Fear No More

He was an exceptionally timid man in a world increasingly out of control. When he approached the chalkboard, his heart was beating so hard he was certain it would burst from his chest. “Your fears erased here daily,” proclaimed a sign atop the board. It was crammed with words, phrases, letters, numbers, some of which he understood and some of which he didn’t, but, as though by magic, every utterance connected with him at the deepest level.

He tentatively lifted the eraser. Where to begin? What did he fear the most? Blindness. Yes, that was on there on the board. He deleted it. Dying alone. Gone with a stroke. Never finding love. Vanquished and vanished. He was growing excited. Each eraserly removal felt like an exorcism. Failure. Goodbye. Public speaking. Begone!

He was starting to sweat now in the summer sun but he didn’t even notice. Over an hour passed as he disposed of greed, ignorance, spiders, dogs, loud noises, loud people, war, illness, poverty, his mother, airplanes, eyelid mites, bananas and fear itself. A smile spread across his face as he disappeared cowardice. He was no longer timid man but the true master of his own fate.

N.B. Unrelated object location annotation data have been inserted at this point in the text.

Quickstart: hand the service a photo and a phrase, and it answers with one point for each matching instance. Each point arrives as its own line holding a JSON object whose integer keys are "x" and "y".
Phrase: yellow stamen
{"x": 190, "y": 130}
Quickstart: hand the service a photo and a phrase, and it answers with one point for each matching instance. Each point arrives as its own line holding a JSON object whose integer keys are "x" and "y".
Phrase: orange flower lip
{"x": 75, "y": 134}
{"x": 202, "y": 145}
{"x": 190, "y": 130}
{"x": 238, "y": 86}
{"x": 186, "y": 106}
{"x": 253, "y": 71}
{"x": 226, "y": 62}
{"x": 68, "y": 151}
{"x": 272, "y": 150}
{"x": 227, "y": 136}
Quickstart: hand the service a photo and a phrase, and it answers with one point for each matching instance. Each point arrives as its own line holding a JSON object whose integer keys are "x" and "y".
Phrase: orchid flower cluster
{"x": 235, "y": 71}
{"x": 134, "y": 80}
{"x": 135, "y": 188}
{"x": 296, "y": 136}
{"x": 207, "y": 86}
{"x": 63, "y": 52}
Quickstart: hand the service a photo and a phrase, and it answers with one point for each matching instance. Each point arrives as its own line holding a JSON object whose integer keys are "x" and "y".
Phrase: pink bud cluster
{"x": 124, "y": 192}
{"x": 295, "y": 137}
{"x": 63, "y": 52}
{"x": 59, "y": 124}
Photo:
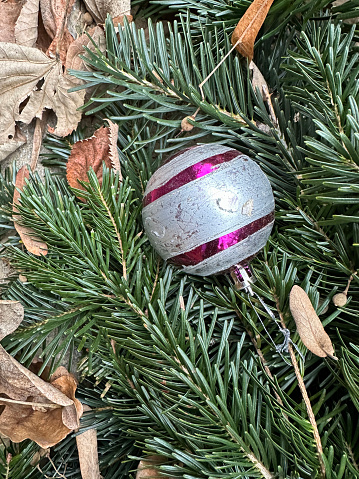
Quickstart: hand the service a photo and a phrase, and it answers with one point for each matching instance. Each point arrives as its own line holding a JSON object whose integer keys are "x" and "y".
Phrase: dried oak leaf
{"x": 43, "y": 420}
{"x": 309, "y": 326}
{"x": 54, "y": 14}
{"x": 91, "y": 153}
{"x": 9, "y": 12}
{"x": 247, "y": 29}
{"x": 31, "y": 242}
{"x": 117, "y": 9}
{"x": 26, "y": 28}
{"x": 28, "y": 72}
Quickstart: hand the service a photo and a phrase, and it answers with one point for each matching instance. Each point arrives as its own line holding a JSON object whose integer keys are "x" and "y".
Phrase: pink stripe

He took a few steps back to admire his handiwork. The board had been wiped clean. Every word, squiggle and symbol – each of which had been a mirror of his terror – had been consigned to oblivion. Now there was nothing. Nothing. And in the face of this Nothingness he became more frightened than he’d ever been in his life. He wasn’t any kind of hero, he was just an empty shell with aching arms. Tears began rolling down his cheeks and refused to stop. By the time the sun set, people were still stepping gingerly around the weeping man.

The next morning the owner of the chalkboard walked up to it holding a black marker. On the sign that said “Your fears erased here daily,” he appended, “(But sometimes a little fear is a good thing).”